Su ne zaman ‘su’ç oldu?

  • 09:12 23 Eylül 2022
  • Jıneolojî Tartışmaları
 
“Su döngüsü hakkında temel bilgilerimiz mevcut ve buna göre de suyun tükenmesi durumu söz konusu değildir. Ancak modern insanın yıkım gücü bu döngüde hesaba katılmamıştır. Son elli yılda gittikçe artan hızda sular kirletilmiştir, bu gidişata dur demezsek temiz suyun bittiği gerçeği ile karşı karşıya kalacağız.”
 
İlden Kibar
 
Su, evren ve insanlık tarihinden beri vardır, var olmalıdır da. Evreni, doğayı ve insanı olduran su, yokluğu durumunda insanı, doğayı ve evreni de yok olduracaktır. Doğa ve insan yaşamını hiçe sayan ve su kaynaklarını bile isteye tahrip eden sermaye; kendi çarkını döndürmek için de aynı suya ihtiyaç duyacaktır.
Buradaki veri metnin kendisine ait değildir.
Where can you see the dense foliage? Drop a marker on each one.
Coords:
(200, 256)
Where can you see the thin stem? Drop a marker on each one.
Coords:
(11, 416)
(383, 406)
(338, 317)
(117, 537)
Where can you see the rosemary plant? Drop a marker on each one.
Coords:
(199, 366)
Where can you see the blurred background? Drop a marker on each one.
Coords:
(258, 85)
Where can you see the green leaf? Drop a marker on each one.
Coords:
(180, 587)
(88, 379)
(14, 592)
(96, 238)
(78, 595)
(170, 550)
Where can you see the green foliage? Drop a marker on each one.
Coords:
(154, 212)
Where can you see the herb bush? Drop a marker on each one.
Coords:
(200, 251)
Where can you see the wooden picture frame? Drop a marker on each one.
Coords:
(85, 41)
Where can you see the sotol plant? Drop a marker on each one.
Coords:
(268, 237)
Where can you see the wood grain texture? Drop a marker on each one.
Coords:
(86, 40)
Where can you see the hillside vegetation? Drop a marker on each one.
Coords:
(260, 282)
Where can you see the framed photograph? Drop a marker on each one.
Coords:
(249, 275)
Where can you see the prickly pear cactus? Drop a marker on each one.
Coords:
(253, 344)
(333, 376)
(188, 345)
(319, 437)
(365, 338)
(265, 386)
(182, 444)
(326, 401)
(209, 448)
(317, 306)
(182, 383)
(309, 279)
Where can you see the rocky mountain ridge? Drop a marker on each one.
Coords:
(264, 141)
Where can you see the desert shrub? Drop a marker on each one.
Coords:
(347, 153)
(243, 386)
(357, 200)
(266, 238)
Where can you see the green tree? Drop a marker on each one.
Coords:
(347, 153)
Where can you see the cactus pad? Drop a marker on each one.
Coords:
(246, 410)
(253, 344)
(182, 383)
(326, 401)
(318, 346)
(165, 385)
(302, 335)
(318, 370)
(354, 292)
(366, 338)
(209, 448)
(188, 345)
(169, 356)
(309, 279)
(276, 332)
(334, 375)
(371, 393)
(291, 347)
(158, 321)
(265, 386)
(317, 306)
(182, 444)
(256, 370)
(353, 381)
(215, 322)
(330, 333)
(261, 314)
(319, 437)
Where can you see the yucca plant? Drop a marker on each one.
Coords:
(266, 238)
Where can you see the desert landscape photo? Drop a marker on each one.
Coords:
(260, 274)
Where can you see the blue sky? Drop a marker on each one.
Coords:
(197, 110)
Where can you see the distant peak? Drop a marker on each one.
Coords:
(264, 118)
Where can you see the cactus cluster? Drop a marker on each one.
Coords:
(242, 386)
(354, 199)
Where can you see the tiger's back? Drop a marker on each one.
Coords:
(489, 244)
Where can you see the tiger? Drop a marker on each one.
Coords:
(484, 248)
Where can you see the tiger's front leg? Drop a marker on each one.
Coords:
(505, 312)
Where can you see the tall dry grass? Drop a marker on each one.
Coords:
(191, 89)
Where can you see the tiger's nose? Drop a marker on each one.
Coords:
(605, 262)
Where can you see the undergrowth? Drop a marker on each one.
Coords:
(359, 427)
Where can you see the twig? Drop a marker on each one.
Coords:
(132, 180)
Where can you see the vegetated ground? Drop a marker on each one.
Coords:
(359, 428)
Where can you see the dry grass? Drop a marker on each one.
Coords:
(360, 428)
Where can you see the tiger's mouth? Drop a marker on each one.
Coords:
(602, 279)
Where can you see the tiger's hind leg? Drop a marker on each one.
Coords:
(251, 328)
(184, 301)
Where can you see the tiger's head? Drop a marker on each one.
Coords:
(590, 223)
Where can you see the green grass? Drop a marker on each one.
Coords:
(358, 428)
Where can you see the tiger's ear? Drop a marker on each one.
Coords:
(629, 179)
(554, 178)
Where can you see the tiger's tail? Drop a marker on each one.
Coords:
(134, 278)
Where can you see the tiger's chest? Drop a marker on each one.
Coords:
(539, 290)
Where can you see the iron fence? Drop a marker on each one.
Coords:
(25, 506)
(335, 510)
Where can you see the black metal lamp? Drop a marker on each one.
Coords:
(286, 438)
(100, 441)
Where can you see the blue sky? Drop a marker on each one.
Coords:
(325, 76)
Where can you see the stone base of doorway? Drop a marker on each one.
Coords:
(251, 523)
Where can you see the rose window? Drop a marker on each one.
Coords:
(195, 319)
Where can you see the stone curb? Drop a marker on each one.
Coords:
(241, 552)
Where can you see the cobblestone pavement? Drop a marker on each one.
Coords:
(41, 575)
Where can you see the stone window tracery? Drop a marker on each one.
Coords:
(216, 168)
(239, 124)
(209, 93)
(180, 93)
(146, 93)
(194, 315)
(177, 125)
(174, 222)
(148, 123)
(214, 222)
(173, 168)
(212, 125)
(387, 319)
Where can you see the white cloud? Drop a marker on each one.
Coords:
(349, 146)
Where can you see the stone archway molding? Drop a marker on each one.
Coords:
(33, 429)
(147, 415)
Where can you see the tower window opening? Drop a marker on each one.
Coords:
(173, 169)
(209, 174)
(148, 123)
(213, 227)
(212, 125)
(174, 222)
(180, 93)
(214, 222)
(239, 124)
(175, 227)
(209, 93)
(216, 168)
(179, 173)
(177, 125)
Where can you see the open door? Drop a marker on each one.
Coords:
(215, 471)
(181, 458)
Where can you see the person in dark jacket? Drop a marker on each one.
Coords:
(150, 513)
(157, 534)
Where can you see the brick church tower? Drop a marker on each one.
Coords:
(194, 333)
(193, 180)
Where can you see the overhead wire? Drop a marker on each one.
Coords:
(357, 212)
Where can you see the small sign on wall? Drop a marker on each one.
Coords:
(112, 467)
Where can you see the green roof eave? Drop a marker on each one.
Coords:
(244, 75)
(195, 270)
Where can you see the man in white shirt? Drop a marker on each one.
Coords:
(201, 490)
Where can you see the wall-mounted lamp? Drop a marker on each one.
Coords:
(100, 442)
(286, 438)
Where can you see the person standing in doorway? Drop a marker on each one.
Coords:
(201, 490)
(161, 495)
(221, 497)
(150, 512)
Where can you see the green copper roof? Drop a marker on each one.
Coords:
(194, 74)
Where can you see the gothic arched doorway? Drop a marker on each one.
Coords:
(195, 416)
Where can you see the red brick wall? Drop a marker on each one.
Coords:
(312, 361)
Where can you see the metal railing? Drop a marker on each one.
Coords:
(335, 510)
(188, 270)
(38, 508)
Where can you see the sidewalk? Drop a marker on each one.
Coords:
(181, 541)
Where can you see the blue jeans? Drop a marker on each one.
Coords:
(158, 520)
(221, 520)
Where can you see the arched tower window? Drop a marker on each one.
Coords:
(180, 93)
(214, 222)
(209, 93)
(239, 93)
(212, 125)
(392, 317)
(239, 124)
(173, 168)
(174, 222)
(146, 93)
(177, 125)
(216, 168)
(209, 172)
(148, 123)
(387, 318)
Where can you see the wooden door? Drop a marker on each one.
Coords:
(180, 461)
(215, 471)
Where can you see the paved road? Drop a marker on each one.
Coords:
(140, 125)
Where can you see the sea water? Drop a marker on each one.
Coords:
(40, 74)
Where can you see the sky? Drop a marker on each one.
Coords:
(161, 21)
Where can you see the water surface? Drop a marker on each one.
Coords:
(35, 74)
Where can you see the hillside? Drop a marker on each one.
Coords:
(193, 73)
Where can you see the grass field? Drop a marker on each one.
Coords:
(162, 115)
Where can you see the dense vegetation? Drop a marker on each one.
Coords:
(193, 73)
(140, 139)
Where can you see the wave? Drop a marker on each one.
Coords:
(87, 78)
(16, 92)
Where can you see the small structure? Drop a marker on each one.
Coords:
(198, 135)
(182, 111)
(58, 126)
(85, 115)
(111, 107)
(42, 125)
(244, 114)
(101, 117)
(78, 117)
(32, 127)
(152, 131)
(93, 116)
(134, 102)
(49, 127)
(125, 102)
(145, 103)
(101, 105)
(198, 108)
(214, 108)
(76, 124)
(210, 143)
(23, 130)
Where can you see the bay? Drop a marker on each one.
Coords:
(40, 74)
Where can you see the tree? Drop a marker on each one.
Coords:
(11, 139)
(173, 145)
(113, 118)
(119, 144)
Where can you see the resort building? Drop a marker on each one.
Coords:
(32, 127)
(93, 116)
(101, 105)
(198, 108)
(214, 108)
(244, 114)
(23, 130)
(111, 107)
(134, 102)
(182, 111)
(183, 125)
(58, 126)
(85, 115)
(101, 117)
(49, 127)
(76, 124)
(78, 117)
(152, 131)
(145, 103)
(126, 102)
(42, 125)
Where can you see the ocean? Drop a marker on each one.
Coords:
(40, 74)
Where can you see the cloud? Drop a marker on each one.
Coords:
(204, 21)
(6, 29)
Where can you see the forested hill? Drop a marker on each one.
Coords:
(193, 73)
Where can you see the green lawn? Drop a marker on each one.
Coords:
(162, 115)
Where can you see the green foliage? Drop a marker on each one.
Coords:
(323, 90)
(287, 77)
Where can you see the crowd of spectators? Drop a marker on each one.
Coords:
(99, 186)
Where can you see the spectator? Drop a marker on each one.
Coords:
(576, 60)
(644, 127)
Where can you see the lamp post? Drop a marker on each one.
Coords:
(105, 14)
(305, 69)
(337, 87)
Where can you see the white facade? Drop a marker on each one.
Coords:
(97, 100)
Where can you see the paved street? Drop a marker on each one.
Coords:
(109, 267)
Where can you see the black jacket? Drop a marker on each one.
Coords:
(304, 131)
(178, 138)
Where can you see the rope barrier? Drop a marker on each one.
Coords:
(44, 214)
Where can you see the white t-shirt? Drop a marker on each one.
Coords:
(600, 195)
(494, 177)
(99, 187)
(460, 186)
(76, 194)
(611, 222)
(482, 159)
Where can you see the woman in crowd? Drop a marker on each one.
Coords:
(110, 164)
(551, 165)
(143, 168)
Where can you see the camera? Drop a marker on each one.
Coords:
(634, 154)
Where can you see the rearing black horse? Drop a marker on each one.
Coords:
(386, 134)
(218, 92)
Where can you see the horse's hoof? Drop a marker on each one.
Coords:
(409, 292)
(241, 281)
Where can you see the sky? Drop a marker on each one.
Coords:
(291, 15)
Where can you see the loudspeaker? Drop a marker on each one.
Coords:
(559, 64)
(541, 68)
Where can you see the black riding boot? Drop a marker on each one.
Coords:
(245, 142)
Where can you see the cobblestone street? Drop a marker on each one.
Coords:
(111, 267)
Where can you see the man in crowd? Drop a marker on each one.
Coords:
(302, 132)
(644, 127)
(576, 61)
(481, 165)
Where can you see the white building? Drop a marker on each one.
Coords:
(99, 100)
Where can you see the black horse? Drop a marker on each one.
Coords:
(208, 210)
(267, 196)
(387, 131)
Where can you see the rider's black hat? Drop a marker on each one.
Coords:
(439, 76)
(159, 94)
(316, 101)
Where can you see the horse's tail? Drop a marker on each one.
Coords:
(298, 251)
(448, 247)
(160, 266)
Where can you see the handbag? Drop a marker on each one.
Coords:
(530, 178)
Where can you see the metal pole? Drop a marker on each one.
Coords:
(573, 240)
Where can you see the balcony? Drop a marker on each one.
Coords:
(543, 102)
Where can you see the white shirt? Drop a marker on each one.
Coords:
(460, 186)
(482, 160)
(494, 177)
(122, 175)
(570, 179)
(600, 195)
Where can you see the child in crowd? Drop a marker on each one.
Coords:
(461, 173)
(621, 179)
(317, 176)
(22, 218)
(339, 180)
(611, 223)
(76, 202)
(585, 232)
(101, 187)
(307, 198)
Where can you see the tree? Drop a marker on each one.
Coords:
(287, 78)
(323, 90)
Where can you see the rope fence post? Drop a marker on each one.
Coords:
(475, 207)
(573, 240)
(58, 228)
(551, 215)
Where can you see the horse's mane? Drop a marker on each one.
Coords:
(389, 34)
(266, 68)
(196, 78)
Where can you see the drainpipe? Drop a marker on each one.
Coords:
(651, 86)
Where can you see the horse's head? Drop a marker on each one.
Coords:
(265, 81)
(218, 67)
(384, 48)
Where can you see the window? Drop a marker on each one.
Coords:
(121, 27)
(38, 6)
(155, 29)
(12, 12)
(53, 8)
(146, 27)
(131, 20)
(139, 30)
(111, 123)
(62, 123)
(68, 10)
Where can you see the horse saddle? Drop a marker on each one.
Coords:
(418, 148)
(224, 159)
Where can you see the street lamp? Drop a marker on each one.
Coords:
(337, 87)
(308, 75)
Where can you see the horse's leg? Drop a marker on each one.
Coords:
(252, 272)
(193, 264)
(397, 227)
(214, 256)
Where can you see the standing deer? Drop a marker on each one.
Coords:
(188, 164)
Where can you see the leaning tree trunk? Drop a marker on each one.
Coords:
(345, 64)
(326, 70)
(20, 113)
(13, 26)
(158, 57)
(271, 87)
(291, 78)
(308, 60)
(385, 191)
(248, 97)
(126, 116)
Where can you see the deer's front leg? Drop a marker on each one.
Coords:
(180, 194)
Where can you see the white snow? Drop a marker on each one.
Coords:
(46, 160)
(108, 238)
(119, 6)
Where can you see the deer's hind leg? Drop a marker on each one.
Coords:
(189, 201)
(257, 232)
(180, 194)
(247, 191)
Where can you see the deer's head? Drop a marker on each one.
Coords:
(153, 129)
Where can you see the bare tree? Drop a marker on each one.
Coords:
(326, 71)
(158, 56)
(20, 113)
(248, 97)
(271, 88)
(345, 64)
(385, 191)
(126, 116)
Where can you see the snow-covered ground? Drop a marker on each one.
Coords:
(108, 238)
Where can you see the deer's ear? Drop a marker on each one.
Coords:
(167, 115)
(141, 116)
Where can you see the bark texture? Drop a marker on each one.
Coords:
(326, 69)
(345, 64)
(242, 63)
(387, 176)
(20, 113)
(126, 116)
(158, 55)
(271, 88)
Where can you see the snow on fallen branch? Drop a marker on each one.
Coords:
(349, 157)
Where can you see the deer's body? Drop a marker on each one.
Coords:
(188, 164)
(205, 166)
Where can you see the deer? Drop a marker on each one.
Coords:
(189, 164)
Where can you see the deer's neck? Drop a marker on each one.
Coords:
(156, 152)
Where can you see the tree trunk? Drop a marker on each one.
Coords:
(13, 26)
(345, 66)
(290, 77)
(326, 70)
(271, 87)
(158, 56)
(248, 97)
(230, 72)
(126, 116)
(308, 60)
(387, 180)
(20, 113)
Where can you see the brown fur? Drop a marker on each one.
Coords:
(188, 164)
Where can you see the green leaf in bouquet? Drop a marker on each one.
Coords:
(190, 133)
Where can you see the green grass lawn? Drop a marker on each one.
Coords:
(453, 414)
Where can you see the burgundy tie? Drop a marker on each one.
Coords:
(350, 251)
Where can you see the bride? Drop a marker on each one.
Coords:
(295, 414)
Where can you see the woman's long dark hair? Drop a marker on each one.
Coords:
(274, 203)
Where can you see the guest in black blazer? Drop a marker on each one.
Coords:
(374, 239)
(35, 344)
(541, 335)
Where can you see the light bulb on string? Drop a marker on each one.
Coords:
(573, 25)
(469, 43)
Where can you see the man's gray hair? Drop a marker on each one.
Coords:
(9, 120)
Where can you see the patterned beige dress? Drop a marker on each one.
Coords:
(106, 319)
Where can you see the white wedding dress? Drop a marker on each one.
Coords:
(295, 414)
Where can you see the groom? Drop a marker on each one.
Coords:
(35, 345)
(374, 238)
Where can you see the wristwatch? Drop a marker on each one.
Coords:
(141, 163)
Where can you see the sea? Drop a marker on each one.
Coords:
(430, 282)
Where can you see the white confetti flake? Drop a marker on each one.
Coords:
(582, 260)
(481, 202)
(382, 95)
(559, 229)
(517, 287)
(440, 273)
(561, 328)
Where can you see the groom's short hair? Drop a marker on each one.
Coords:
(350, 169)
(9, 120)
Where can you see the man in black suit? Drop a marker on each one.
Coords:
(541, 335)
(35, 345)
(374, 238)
Suya girip birkaç kulaç attıktan sonra karşılaşacağımız manzara okyanuslarca derin, su gibi aziz, gökyüzü gibi engin değildir. Sudan, su ile su gibi doğan insanlık; yaşamı sudan, kendini doğadan ayrı tutup suya meta, metaya yaşam demeye başlayınca su; egemenlerin elinde suça, halkın mağduriyetinde cezaya dönüştü. Kapitalizmin en çok tartışıldığı ve sömürünün en yoğun halini yaşadığımız, Thomas Hobbes’un “insanın değeri, fiyatıdır” söyleminin kabul gördüğü zamanlardayız. Özü canlı cansız tüm varlıkları sömürüye dayanan kapitalist modernite, doğal kaynaklara, suyumuza da değer biçmektedir. Aşırı kar hırsıyla zirveye taşınan kapitalist tüketim olgusunun hızla arttığı, iklimin değiştiği, doğanın talan edildiği günümüzde tüm canlılar tehdit altındadır.
 
Su kaynaklarındaki tehlike
 
Dünya nüfusunun hızla arttığı, kaynakların hızla azaldığı da bilinen gerçek. Doğa insan tahribatı karşısında kendini yenileyebilme gücünü kaybediyor. Yeryüzü kaynaklarını koruyabilmek bugün bunları kullananların yani bizlerin en önemli sorumluluğudur. Su kaynaklarına dair verileri incelediğimizde dünyadaki içilebilir ya da kullanılabilir su kaynaklarının azlığı öne çıkıyor. Dünyadaki su kaynaklarının sadece yüzde 2 buçuğu tatlı su ve bunun da sadece yüzde 1’i kullanılabilir durumda. Suya erişim birçok ülkede oldukça kısıtlı, dünya genelinde suya erişemeyen insan sayısı 850 milyonun üzerinde olmasına rağmen günümüzde su talebi günden güne artıyor ve sadece 2030 yılında su tüketiminde yüzde 50 artış bekleniyor. Ve bu ihtiyacın nereden kaynaklanacağı ise hala bilinmiyor.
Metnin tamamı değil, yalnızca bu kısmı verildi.